Eine solche Dynamik kann dem Ökosystem zugute kommen, indem sie den Benutzern mehr Auswahlmöglichkeiten bietet, sie belastet jedoch die Überprüfungsfähigkeiten von Microsoft und führt zu immer längeren Genehmigungszeiten.
Microsoft packt den Stier bei den Hörnern
Um dieser Herausforderung zu begegnen, hat sich Microsoft für die Automatisierung entschieden Ein Großteil der wiederholten Überprüfungen im Überprüfungsprozess. Die Gruppe gibt an, dass dieser Übergang „ senkt weder unsere Überprüfungsstandards noch verringert es die Prüfungen, die eine Verlängerung bestehen muss „.

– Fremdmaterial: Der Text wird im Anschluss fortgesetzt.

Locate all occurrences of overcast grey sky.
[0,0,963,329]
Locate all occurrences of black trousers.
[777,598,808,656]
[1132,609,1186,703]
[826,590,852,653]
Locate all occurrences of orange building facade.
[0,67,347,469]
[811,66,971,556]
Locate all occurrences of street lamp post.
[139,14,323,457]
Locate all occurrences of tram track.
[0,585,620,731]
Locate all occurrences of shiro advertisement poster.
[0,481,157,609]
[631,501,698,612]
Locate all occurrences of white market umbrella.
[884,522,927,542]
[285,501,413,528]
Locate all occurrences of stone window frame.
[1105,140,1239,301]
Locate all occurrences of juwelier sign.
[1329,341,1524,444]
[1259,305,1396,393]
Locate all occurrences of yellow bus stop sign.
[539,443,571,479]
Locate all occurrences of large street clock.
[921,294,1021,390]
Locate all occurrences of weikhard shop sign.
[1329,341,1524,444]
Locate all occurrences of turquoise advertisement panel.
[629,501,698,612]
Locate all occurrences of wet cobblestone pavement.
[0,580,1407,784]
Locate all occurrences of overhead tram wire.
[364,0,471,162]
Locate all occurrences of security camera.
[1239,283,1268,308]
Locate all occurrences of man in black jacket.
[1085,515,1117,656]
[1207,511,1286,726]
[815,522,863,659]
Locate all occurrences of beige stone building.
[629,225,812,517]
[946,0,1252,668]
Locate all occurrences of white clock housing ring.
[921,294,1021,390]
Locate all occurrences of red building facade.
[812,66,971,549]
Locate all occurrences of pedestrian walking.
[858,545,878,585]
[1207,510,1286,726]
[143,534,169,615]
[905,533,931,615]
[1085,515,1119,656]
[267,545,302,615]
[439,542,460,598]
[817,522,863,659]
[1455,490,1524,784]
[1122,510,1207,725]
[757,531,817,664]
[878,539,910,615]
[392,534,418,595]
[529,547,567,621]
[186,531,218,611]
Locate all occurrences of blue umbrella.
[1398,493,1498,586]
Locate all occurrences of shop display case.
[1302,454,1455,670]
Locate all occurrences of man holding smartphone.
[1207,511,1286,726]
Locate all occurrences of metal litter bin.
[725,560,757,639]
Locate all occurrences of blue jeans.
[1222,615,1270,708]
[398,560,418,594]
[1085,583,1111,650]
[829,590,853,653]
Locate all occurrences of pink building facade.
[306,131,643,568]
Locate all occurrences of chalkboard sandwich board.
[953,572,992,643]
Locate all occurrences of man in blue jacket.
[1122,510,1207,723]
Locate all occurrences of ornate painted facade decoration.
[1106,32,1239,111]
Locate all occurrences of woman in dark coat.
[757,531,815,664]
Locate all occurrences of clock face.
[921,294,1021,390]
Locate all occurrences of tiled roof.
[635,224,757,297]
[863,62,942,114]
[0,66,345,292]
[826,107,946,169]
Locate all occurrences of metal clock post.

Vielmehr zielt die Automatisierung darauf ab, Richtlinienverstöße und bekannte Sicherheitsprobleme konsistenter zu erkennen. Dadurch können sich menschliche Gutachter auf die komplexeren Fälle konzentrieren, die noch der menschlichen Beurteilung unterliegen.
Ein Bonus für Qualitätsentwickler
Gleichzeitig ist Microsoft bestrebt, bestimmte Erweiterungen besser zu bewerben. Das „Featured“-Abzeichen wird verwendet, um Benutzer auf Erweiterungen aufmerksam zu machen, die ein hohes Maß an Qualität, Zuverlässigkeit und Sicherheit erfüllen.
Microsoft verpflichtet sich nun dazu, die „Empfohlen“-Badges alle 15 Tage zu aktualisieren. Dieses schnellere Tempo sollte es ermöglichen „ Entwickler, die in Qualität investieren, werden schneller erkannt “ und erhalten schnelleres Feedback zu ihren Bemühungen.
Ein wirksamer Filter gegen Bedrohungen?
Das übergeordnete Ziel von Microsoft besteht darin, Benutzern das Auffinden vertrauenswürdiger Erweiterungen zu erleichtern. Allerdings ist die zunehmende Abhängigkeit von der Automatisierung nicht ohne Bedenken.
Browsererweiterungen sind ein beliebtes Ziel für Cyberkriminelle, und das „Featured“-Logo hat bereits in der Vergangenheit seine Grenzen gezeigt, wenn es um bösartige Erweiterungen geht.